OdpowiedzUsuńPozdrawiam ;)
Jak dobrze, że Agnieszka już jest przy Kubie, chociaż jego utrata pamięci nie jest niczym dobrym, aczkolwiek może to z czasem wpłynie na ich relację ;). Czekam nn, a jeśli byłabyś zainteresowana to u mnie 7: i-bleed-it-out :)
OdpowiedzUsuńNo i co mam napisać? uwielbiam i już.
OdpowiedzUsuńNa to-przypadkowe-przeznaczenie.blogspot.com i zraniona-za-młodu.blogspot.com Nowe. zapraszam . ;&
Jestem ciekawa jak to wszystko się potoczy. Dobrze, że Agnieszka już dotarła do Kuby. Mam nadzieję, że stracenie pamięci będzie jedynie przejściowe. :)

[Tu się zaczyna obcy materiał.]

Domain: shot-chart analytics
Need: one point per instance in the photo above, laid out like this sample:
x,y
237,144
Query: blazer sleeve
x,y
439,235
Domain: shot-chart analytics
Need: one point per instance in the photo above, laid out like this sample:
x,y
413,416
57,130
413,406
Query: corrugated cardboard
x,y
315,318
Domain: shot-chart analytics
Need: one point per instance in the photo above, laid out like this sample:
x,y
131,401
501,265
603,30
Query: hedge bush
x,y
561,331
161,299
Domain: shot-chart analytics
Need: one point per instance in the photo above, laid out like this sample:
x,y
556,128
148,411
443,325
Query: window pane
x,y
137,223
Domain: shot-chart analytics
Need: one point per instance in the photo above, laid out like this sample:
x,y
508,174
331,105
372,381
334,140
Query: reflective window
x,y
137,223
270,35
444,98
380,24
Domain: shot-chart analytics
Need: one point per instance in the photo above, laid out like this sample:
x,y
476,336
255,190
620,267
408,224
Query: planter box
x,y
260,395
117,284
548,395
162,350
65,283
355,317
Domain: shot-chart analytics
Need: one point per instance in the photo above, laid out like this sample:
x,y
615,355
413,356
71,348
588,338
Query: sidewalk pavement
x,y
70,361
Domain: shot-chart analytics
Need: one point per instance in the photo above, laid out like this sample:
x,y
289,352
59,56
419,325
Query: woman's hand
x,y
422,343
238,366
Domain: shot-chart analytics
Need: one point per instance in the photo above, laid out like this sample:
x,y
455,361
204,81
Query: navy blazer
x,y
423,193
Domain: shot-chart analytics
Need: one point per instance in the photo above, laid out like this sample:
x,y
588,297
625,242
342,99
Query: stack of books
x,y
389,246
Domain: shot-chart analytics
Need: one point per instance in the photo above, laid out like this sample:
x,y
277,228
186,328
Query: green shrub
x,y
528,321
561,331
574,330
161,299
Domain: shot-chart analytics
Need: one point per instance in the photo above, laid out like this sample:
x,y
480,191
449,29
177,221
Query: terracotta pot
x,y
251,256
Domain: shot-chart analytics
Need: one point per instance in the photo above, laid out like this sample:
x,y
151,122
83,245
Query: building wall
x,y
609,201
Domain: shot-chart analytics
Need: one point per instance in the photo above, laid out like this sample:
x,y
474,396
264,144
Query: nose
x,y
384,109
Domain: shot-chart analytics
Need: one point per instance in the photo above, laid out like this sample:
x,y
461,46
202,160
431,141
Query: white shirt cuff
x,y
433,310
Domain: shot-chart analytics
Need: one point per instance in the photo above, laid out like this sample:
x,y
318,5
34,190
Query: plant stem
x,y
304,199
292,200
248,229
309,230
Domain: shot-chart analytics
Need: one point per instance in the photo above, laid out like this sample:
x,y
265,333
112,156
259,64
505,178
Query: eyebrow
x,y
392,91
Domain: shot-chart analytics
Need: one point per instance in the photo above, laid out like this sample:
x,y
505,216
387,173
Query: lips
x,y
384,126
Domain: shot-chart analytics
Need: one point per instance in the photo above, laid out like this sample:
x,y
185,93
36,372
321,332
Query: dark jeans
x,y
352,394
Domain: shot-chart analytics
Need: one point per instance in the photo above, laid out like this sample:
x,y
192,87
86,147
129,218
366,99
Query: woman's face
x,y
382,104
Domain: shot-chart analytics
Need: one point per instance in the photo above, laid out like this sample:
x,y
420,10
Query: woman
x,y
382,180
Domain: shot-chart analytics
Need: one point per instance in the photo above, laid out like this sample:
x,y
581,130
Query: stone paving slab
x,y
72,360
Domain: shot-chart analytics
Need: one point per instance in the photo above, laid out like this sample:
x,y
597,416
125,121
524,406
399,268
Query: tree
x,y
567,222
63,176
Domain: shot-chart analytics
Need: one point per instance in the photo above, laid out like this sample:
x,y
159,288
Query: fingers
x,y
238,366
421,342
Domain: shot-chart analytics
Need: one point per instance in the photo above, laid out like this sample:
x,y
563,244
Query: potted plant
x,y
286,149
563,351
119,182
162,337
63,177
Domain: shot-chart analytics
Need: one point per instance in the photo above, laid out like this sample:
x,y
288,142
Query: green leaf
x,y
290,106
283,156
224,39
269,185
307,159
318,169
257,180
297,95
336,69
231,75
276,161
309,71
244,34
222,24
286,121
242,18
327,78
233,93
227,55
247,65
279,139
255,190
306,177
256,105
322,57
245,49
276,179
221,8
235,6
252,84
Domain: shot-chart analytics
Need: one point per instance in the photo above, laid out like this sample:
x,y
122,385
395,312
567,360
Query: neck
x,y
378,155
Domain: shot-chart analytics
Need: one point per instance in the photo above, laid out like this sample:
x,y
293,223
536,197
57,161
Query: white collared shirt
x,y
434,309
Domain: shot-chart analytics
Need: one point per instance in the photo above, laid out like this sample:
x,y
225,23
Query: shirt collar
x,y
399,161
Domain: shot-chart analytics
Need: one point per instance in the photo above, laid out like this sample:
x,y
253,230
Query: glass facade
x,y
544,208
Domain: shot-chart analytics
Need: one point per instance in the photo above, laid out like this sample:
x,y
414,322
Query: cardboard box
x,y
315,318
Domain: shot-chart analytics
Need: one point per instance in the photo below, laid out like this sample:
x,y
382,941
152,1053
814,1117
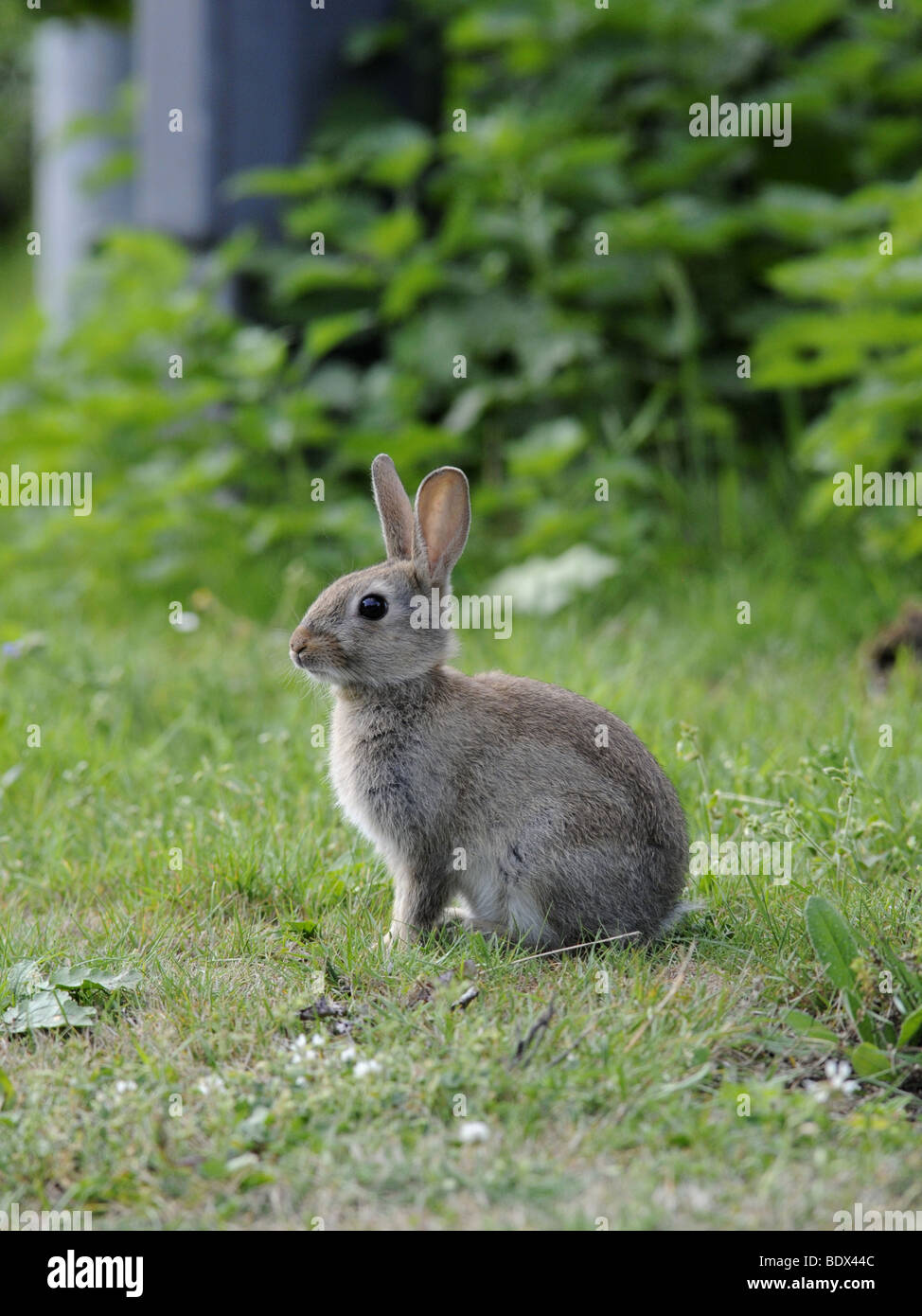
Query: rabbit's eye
x,y
372,607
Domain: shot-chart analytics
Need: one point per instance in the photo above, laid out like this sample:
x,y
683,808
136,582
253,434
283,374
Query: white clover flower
x,y
837,1080
363,1067
299,1052
472,1130
209,1085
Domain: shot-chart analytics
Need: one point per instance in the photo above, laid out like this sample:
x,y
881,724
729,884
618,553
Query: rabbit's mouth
x,y
316,654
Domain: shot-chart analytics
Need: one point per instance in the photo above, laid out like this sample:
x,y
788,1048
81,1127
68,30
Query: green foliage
x,y
889,1035
858,338
587,374
44,999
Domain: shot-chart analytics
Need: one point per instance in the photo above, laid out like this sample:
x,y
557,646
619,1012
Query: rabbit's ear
x,y
442,522
394,507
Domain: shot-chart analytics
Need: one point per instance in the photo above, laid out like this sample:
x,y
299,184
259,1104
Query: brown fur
x,y
489,789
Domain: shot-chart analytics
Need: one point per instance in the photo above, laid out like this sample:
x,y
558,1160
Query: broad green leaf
x,y
7,1092
47,1009
807,1026
84,978
867,1061
912,1025
27,978
833,941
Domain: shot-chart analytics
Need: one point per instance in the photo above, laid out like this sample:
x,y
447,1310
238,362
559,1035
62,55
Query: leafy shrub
x,y
889,1033
580,367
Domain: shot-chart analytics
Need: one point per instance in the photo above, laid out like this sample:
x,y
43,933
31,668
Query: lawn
x,y
202,1099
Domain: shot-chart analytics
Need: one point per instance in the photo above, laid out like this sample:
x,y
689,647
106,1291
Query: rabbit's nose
x,y
300,640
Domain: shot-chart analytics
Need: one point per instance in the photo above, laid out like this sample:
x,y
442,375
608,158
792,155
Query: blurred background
x,y
264,246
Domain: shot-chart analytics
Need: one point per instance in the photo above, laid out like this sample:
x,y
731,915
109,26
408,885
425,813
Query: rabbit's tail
x,y
676,915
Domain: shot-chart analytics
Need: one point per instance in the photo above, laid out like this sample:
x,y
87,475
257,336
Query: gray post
x,y
250,78
78,68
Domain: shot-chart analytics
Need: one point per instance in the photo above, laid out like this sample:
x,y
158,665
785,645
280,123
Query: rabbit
x,y
540,809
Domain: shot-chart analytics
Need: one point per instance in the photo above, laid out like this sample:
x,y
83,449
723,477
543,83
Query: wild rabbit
x,y
542,810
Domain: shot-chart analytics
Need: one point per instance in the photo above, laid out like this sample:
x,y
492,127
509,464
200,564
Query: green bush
x,y
436,243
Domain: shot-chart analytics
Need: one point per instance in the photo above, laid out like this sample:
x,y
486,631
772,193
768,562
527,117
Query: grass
x,y
189,1103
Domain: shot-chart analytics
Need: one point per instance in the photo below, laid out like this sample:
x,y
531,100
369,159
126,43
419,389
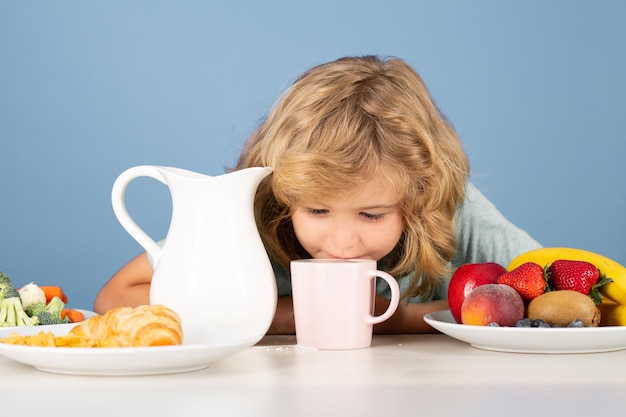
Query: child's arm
x,y
408,318
128,287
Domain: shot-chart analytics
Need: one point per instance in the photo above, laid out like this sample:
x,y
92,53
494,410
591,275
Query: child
x,y
365,166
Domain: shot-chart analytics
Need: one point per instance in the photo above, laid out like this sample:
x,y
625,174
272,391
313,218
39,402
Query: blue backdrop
x,y
536,90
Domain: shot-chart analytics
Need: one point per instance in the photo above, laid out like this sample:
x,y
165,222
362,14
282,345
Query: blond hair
x,y
337,126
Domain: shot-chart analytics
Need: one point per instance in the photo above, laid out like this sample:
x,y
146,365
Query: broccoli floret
x,y
12,314
48,314
7,290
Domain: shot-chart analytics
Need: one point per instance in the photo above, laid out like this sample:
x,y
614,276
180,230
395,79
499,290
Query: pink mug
x,y
333,302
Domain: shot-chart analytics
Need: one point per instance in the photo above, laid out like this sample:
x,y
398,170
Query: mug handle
x,y
395,298
121,212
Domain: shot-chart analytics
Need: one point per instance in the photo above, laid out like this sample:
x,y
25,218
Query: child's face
x,y
368,225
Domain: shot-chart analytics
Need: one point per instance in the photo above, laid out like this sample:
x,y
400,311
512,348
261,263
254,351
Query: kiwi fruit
x,y
559,308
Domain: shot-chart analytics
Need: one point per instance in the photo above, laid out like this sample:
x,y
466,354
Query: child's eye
x,y
316,212
372,217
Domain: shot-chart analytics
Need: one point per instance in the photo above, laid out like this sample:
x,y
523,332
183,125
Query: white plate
x,y
531,340
202,346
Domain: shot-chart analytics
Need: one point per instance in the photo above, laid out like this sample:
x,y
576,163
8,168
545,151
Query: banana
x,y
615,290
612,314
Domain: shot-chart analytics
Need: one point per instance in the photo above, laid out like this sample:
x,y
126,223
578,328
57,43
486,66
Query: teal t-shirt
x,y
483,235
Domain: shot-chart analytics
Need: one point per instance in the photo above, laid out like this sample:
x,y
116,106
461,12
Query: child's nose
x,y
345,237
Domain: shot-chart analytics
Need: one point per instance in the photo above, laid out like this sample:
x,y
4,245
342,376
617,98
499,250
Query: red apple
x,y
466,278
492,303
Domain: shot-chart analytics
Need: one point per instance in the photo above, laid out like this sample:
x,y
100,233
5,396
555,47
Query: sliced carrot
x,y
74,315
51,291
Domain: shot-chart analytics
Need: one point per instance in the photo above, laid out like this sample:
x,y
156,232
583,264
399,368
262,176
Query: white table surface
x,y
405,375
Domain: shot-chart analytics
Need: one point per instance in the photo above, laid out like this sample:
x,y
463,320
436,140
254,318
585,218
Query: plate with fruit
x,y
531,339
549,300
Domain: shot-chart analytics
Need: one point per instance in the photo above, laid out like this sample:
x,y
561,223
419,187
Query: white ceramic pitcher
x,y
213,267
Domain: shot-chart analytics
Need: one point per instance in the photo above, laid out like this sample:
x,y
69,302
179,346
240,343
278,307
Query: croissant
x,y
148,325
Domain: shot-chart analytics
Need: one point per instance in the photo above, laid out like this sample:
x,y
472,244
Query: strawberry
x,y
527,279
580,276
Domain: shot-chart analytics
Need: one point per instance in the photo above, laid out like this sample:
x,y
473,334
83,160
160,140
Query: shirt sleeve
x,y
483,235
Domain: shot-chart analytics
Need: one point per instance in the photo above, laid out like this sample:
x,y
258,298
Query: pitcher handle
x,y
121,212
395,298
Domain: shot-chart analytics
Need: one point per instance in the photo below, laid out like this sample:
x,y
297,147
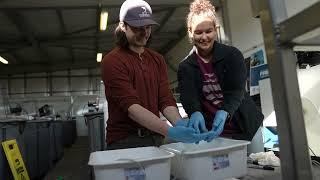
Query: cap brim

OdpowiedzUsuńUtrata pamięci top czasem szansa na lepsze życie, a czasem przekleństwo, zobaczymy jak Kuba sobie z tym poradzi. Czekam na następny, pozdrawiam, mylena ;)
OdpowiedzUsuńUuuu.... porobiło się. Dobrze że Aga pojawiła się w Niemczech przy Kubie, ciekawe co z tego wyniknie :)
OdpowiedzUsuńCzekam na next ;D
To było słodkie:) Fajnie z Agnieszki strony, że wybrała się do Kuby. Oznacza to chyba, źe stara miłość nie rdzewieje:) Z niecierpliwością czekam na nn.
OdpowiedzUsuńWariatka
Ehh ... życie jest okropne .. Najpierw rozstanie , potem kiedy się pozbierała po tym wszystkim i na nowo zakochała śmierć a teraz to .. Mam nadzieję , że Kuba odzyska pamięć , wyjaśnią sobie wszystko i będą znowu razem .. :) informuj mnie na http://stories-bynikaaaa.blogspot.com/
OdpowiedzUsuńbardzo podoba mi się ten rozdział, jak i poprzednie! dobrze, że Agnieszka przyjechała do Niemiec dla Kuby. widać, że z piłkarzem nie jest za dobrze. na pewno dzięki dziewczynie poczuje się lepiej i wróci do siebie. przecież miłość to lekarstwo na wszystko! chyba! czekam z niecierpliwością na kolejny rozdział!
OdpowiedzUsuńświetny rozdział, mam nadzieje,że z Kubą bedzie co raz lepiej.